We know that because a lion has caught and killed and is eating another of their kind.
So, the fawn and her mother are in peril whether they realise it or not. They are both beauties, and of a noble species. But – Bosch is telling us that beauty and nobility are no protection. Because, here he shows us the opposite, this third mother - this, unlovely animal, this heavy and a little bit horrible – hog. But – Whatever her aesthetic deficiencies, She is a good mother - a better mother than the others – more obviously capable of seeing off a predator.
This handsome, dancing, dragon, this fire breathing creature with a breast of flame - for all his fancy footwork, he is no match for the snarling, scowling, sow - in all her glorious ugliness.
And see how her children admire and emulate her. they're like a dance troop, following their mother's example, high stepping, right foot forward. And one! – and two! And three! And four!
The eminent Netherlandish scholar and symbologist Dirk Bax, told us back in the nineteen fifties
The sattyrists among our medieval painters and sculptors knew the pig as a symbol not only of gluttony, but also of lust - and filth.
yeah, right. And don't forget laziness. But that's where over-emphasizing symbolism puts us wrong. This motherly pig does not here talk to us of gluttony, lust, laziness or filth. What she is doing here is successfully protecting her little ones – unlike the two other mothers in the narrative.
Isn't this a better way of understanding what Bosh is doing – because to get here, we have exercised the first obligation of art critique –which surely involves, looking at the art. It's not primarily seeking esoteric meanings from outside the painting– but what the visual facts are saying to us directly.
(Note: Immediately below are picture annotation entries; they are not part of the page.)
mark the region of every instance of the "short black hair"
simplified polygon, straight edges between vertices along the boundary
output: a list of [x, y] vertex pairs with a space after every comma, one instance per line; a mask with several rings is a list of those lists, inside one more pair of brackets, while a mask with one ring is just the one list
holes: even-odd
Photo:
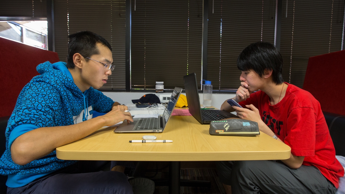
[[272, 81], [276, 85], [284, 82], [282, 72], [282, 55], [269, 42], [252, 43], [242, 51], [237, 58], [237, 68], [241, 71], [253, 70], [262, 77], [265, 69], [272, 70]]
[[[111, 46], [104, 38], [90, 31], [81, 31], [71, 35], [68, 36], [68, 40], [67, 68], [74, 69], [73, 55], [76, 53], [87, 57], [99, 54], [96, 45], [98, 42], [107, 46], [111, 51]], [[86, 62], [89, 60], [87, 58], [85, 59]]]

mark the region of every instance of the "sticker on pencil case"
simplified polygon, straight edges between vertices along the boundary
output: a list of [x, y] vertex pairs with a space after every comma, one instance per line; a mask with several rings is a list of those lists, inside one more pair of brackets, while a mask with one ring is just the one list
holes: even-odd
[[250, 124], [249, 123], [249, 122], [243, 122], [243, 126], [250, 126]]

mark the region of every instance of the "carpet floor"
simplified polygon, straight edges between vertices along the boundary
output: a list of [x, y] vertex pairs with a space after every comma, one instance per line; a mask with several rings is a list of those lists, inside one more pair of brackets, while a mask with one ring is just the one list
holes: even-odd
[[[219, 180], [215, 168], [188, 168], [181, 169], [181, 178], [189, 180], [208, 181], [210, 182], [209, 187], [181, 186], [180, 194], [194, 193], [225, 194], [223, 186]], [[169, 178], [169, 168], [163, 169], [147, 170], [145, 176], [154, 180], [167, 180]], [[167, 186], [156, 186], [154, 194], [168, 194]]]

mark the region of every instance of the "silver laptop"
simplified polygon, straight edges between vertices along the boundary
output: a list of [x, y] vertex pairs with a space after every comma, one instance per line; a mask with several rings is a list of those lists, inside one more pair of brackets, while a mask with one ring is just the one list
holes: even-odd
[[182, 88], [176, 87], [162, 116], [158, 118], [134, 118], [129, 123], [126, 120], [115, 130], [115, 133], [161, 133], [163, 132], [170, 118]]

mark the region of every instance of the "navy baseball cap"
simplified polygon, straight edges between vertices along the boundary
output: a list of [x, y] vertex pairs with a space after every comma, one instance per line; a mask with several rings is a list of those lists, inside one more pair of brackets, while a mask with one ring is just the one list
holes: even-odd
[[154, 94], [145, 94], [140, 98], [140, 99], [132, 100], [132, 102], [134, 104], [141, 103], [157, 103], [160, 104], [159, 98]]

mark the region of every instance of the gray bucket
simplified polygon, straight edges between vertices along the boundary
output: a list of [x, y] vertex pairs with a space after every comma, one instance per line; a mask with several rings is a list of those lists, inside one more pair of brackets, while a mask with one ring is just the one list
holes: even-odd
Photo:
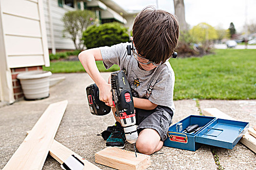
[[44, 99], [49, 96], [50, 71], [38, 70], [22, 72], [17, 75], [27, 100]]

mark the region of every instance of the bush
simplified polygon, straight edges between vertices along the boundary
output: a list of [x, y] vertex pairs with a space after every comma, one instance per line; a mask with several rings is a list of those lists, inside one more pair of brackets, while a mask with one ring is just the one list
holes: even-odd
[[107, 23], [89, 27], [83, 35], [83, 40], [88, 49], [111, 46], [129, 41], [128, 29], [118, 23]]
[[179, 57], [190, 57], [200, 55], [197, 49], [193, 46], [195, 41], [188, 31], [180, 32], [179, 41], [176, 51]]
[[70, 36], [67, 36], [65, 34], [63, 35], [71, 39], [76, 50], [84, 49], [84, 43], [81, 39], [83, 32], [88, 26], [97, 22], [95, 18], [95, 12], [89, 10], [68, 11], [63, 16], [64, 33], [68, 33]]
[[66, 51], [66, 54], [68, 56], [70, 55], [76, 55], [78, 56], [78, 54], [81, 52], [81, 50], [75, 50], [74, 51]]

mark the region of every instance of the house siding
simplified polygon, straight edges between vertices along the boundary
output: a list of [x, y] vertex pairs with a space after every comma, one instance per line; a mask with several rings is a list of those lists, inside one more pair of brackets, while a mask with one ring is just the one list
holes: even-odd
[[[49, 0], [51, 6], [50, 13], [53, 29], [55, 48], [59, 50], [75, 50], [75, 48], [73, 41], [70, 39], [63, 37], [63, 31], [64, 27], [62, 18], [66, 12], [73, 11], [75, 9], [67, 6], [64, 4], [63, 4], [63, 8], [59, 7], [57, 0], [43, 0], [43, 11], [49, 49], [52, 49], [52, 44], [48, 0]], [[66, 35], [66, 36], [68, 37], [69, 35]]]

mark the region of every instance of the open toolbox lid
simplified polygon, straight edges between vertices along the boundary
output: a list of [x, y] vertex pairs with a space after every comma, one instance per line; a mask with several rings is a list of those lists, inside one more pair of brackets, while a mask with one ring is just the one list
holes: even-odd
[[195, 141], [232, 149], [248, 127], [248, 122], [216, 119], [198, 132]]

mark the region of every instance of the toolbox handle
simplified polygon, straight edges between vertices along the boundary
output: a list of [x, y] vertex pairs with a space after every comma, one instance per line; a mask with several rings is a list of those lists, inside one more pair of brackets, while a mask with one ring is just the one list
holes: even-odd
[[[179, 141], [179, 140], [176, 140], [176, 141], [174, 141], [172, 139], [172, 136], [171, 135], [170, 135], [169, 134], [169, 133], [172, 133], [172, 134], [179, 134], [179, 135], [184, 135], [186, 137], [185, 138], [184, 138], [183, 139], [183, 141]], [[170, 137], [170, 139], [171, 141], [175, 141], [175, 142], [181, 142], [181, 143], [188, 143], [188, 136], [187, 136], [187, 135], [186, 134], [183, 134], [183, 133], [178, 133], [178, 132], [170, 132], [170, 131], [168, 131], [167, 132], [167, 136], [168, 136], [168, 137]], [[177, 136], [177, 137], [182, 137], [182, 136]], [[182, 136], [183, 137], [183, 136]]]

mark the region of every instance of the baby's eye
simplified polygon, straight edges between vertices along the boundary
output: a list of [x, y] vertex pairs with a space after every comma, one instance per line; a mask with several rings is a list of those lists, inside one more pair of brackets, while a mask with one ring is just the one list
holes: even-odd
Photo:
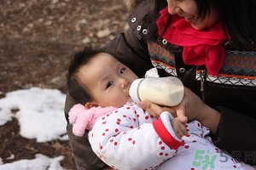
[[110, 86], [112, 86], [113, 83], [113, 81], [110, 81], [109, 82], [108, 82], [107, 88], [109, 88]]
[[125, 71], [125, 69], [121, 69], [120, 73], [123, 74]]

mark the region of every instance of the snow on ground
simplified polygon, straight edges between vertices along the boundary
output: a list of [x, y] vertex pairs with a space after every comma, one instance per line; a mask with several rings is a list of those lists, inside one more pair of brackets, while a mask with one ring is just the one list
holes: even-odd
[[[20, 123], [20, 135], [24, 138], [37, 139], [42, 143], [56, 139], [68, 140], [63, 114], [65, 98], [66, 95], [57, 89], [32, 88], [9, 92], [5, 98], [0, 99], [0, 126], [15, 117]], [[12, 110], [17, 112], [13, 114]], [[61, 170], [63, 168], [60, 162], [63, 159], [62, 156], [49, 158], [37, 154], [33, 160], [3, 164], [0, 158], [0, 169]]]

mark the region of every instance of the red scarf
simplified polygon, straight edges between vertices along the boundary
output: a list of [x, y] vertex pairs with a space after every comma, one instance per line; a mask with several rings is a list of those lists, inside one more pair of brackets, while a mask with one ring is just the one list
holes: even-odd
[[[159, 35], [161, 35], [169, 17], [168, 8], [160, 11], [156, 21]], [[216, 76], [220, 70], [225, 52], [222, 42], [226, 40], [220, 21], [204, 31], [192, 27], [184, 18], [174, 14], [163, 38], [170, 43], [183, 46], [183, 60], [187, 65], [203, 65], [208, 73]]]

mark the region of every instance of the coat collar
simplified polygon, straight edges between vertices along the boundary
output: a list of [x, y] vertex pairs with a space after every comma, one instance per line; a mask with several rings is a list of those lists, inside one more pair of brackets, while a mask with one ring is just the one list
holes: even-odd
[[138, 3], [140, 3], [143, 0], [123, 0], [126, 8], [131, 10], [133, 11], [137, 6], [137, 4]]

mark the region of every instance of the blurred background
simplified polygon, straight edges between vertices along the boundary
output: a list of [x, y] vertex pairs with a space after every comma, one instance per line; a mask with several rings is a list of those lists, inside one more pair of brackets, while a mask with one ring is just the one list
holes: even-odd
[[[1, 1], [0, 98], [32, 87], [65, 94], [72, 54], [89, 44], [103, 46], [127, 28], [128, 15], [122, 0]], [[67, 141], [38, 144], [24, 139], [15, 119], [0, 127], [0, 141], [3, 163], [42, 153], [62, 155], [61, 166], [75, 169]], [[15, 158], [5, 160], [10, 152]]]

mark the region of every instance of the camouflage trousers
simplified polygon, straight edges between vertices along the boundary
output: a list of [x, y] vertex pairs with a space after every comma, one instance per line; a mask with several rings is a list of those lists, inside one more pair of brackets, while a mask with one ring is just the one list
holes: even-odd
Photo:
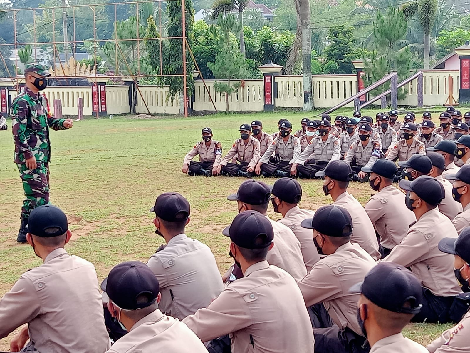
[[35, 208], [49, 203], [49, 163], [38, 161], [37, 168], [33, 170], [28, 169], [26, 164], [16, 165], [26, 196], [21, 215], [28, 218]]

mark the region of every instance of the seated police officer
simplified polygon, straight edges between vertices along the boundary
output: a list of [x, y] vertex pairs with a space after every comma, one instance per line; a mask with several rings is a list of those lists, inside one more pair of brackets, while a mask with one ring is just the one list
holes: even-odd
[[369, 185], [378, 192], [370, 197], [364, 208], [380, 238], [379, 251], [383, 258], [401, 242], [416, 217], [409, 209], [403, 209], [405, 195], [393, 185], [398, 171], [394, 163], [381, 159], [370, 168], [362, 167], [361, 170], [370, 173]]
[[160, 310], [182, 320], [217, 297], [223, 289], [222, 279], [209, 247], [185, 234], [191, 213], [188, 200], [165, 193], [150, 212], [155, 213], [155, 233], [166, 245], [150, 257], [147, 265], [159, 283]]
[[[439, 249], [454, 255], [454, 271], [464, 293], [458, 297], [468, 306], [470, 300], [470, 227], [467, 227], [456, 240], [445, 238], [439, 242]], [[461, 353], [470, 352], [470, 310], [459, 323], [445, 331], [426, 347], [431, 353]]]
[[421, 286], [409, 270], [396, 264], [379, 264], [351, 291], [360, 293], [357, 320], [371, 352], [428, 353], [401, 333], [422, 307]]
[[186, 325], [158, 309], [158, 281], [145, 264], [128, 261], [115, 266], [102, 285], [110, 299], [110, 313], [129, 331], [107, 353], [150, 353], [156, 347], [168, 353], [207, 353]]
[[297, 284], [306, 305], [323, 303], [334, 322], [331, 327], [314, 328], [315, 351], [368, 352], [356, 320], [359, 296], [349, 289], [364, 280], [375, 261], [359, 244], [351, 243], [352, 220], [342, 207], [321, 207], [313, 218], [302, 222], [302, 226], [313, 230], [318, 253], [327, 256]]
[[203, 342], [231, 334], [234, 353], [313, 353], [312, 326], [298, 287], [266, 260], [277, 241], [271, 223], [256, 211], [245, 211], [228, 231], [243, 277], [183, 322]]
[[26, 240], [44, 264], [23, 273], [0, 300], [0, 338], [27, 323], [10, 344], [19, 352], [103, 353], [110, 346], [92, 264], [64, 249], [72, 233], [58, 208], [35, 209]]
[[452, 257], [438, 249], [439, 241], [445, 235], [457, 238], [452, 223], [437, 208], [445, 196], [444, 186], [434, 178], [425, 175], [413, 181], [400, 180], [400, 186], [408, 192], [405, 203], [418, 220], [383, 261], [409, 267], [421, 281], [423, 308], [413, 321], [450, 322], [454, 297], [461, 290], [453, 279]]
I suspect, Ivy league professors, will see this 'looking at the artwork' as a vulgar – almost Lutheran - fundamentalism. Well, so be it
Because – without looking, how will we see the hundred and one extra delights, that are hiding in plain sight - in Bosch's earthly Garden?
And now, a coda. the little cub's father. Here's my fancy. Could he be this bare climbing a tree? Interestingly, Bear and madronnyo tree make up the heraldic emblem of Madrid city. Previous videos in this series have established madronnyo as a source of super-potent alcohol. It's just plausible that we have an example of delinquent fatherhood? And that maybe – just maybe - father and son will be reunited. It's a small point, maybe it takes and maybe it doesn't. For me? It's a little extra - extra delight.
Thank you for your company. See you again – I hope – soon
You have a very sharp eye! There are a number of recurring tropes, aren’t there. There’s a man in an earlier triptych splayed on his back with his heels near his rear and his knees up. And that’s the same pose as the man in the shell with the bloodied handprint and what I see as a great, gay icon at the entrance, waving welcome. What that first man is doing on his back I haven’t really thought about. Any ideas most welcome.
Bosch even drew a plethora of bears! I like the attention you give to the mother swine’s protectiveness for her piglets. In fact, Bosch drew a similar sow with her young in the backgroup of the Magi adoration, not far from a dangerous wolf.